Managing Dangerous Populations: From Colonial Emergency Laws to Anti Terror Laws in Israel and India

תקציר:

The article examines the legacy of British colonial emergency laws through a critical comparison of their transitions into contemporary anti-terror laws in Israel and India. To employ the emergency legislation, colonial bureaucrats classified the population according to the level of their loyalty or threat to the regime. This classification (which Berda calls the "axis of suspicion") blurred the boundaries between "security threat" and political threat. Following independence, in both India and Israel this same institutional logic and these same emergency laws shaped the perception of minorities as alien, hostile and dangerous populations.

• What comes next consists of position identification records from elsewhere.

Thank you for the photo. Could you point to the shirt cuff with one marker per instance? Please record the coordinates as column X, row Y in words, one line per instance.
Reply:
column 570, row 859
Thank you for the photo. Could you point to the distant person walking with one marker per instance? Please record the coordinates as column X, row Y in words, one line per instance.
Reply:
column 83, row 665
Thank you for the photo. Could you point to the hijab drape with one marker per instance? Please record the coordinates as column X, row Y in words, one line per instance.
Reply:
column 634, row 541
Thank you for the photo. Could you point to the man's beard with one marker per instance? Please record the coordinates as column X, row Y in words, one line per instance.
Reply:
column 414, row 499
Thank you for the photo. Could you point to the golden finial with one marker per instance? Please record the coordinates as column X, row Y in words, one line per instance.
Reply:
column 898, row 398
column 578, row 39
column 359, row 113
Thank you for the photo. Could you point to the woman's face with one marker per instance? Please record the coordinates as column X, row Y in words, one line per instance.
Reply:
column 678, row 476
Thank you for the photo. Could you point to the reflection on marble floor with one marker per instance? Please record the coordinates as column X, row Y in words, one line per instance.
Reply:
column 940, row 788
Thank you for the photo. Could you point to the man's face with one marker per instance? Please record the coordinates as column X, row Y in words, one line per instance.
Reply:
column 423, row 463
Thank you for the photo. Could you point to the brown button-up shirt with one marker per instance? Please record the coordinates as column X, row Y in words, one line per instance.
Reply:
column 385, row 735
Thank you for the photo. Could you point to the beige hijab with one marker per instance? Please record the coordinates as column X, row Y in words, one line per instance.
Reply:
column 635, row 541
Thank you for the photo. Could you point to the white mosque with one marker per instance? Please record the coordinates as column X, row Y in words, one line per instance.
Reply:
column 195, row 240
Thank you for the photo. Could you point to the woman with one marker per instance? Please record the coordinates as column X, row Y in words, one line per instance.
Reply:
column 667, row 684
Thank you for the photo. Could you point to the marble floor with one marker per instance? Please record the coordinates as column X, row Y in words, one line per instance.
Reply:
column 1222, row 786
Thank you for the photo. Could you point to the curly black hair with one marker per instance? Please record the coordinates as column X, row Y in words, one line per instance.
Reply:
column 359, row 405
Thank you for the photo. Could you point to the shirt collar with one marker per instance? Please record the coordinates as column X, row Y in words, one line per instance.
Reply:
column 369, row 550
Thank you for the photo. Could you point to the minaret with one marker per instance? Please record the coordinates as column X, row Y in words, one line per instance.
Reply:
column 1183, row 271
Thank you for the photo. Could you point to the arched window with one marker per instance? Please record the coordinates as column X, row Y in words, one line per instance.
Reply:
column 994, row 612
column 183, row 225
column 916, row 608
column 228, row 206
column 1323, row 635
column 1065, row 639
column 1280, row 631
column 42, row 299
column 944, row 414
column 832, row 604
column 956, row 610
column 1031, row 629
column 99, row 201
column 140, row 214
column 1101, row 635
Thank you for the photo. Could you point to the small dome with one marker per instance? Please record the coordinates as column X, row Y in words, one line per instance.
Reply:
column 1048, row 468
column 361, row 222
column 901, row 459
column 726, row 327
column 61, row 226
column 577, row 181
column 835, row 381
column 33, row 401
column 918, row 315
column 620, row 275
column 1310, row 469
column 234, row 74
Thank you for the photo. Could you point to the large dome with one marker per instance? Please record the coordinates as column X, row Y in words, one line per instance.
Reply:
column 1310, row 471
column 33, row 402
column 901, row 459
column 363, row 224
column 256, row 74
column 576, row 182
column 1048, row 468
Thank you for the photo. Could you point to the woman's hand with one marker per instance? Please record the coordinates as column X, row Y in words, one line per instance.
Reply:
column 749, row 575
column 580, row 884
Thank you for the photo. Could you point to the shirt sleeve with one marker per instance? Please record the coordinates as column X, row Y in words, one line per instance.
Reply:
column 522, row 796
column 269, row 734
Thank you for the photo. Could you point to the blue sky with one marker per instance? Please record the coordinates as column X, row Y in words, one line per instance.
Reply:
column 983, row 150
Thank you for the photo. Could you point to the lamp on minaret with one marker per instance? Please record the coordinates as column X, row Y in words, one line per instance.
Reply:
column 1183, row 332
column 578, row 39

There was, however, one major difference: In India, the colonial laws were used against citizens, even those from the Hindu majority; in Israel, these same laws were used primarily against Palestinian subjects (even after they were granted formal citizenship). This difference, I argue, can be traced back to the specific form of the legal/bureaucratic mechanism developed in both states to deal with the colonial inheritance. In India, the emergency laws were incorporated into the constitutional framework, while in Israel they remained as a bureaucratic legal toolkit, limiting the scope of legitimacy for state violations of citizens’ rights. The proposed War on Terror bill, which has already successfully passed its first reading in the Knesset, will make the legal situation in Israel parallel to that of India, enabling extensive violations of the civil and political rights of citizens on the basis of identity and political affiliations.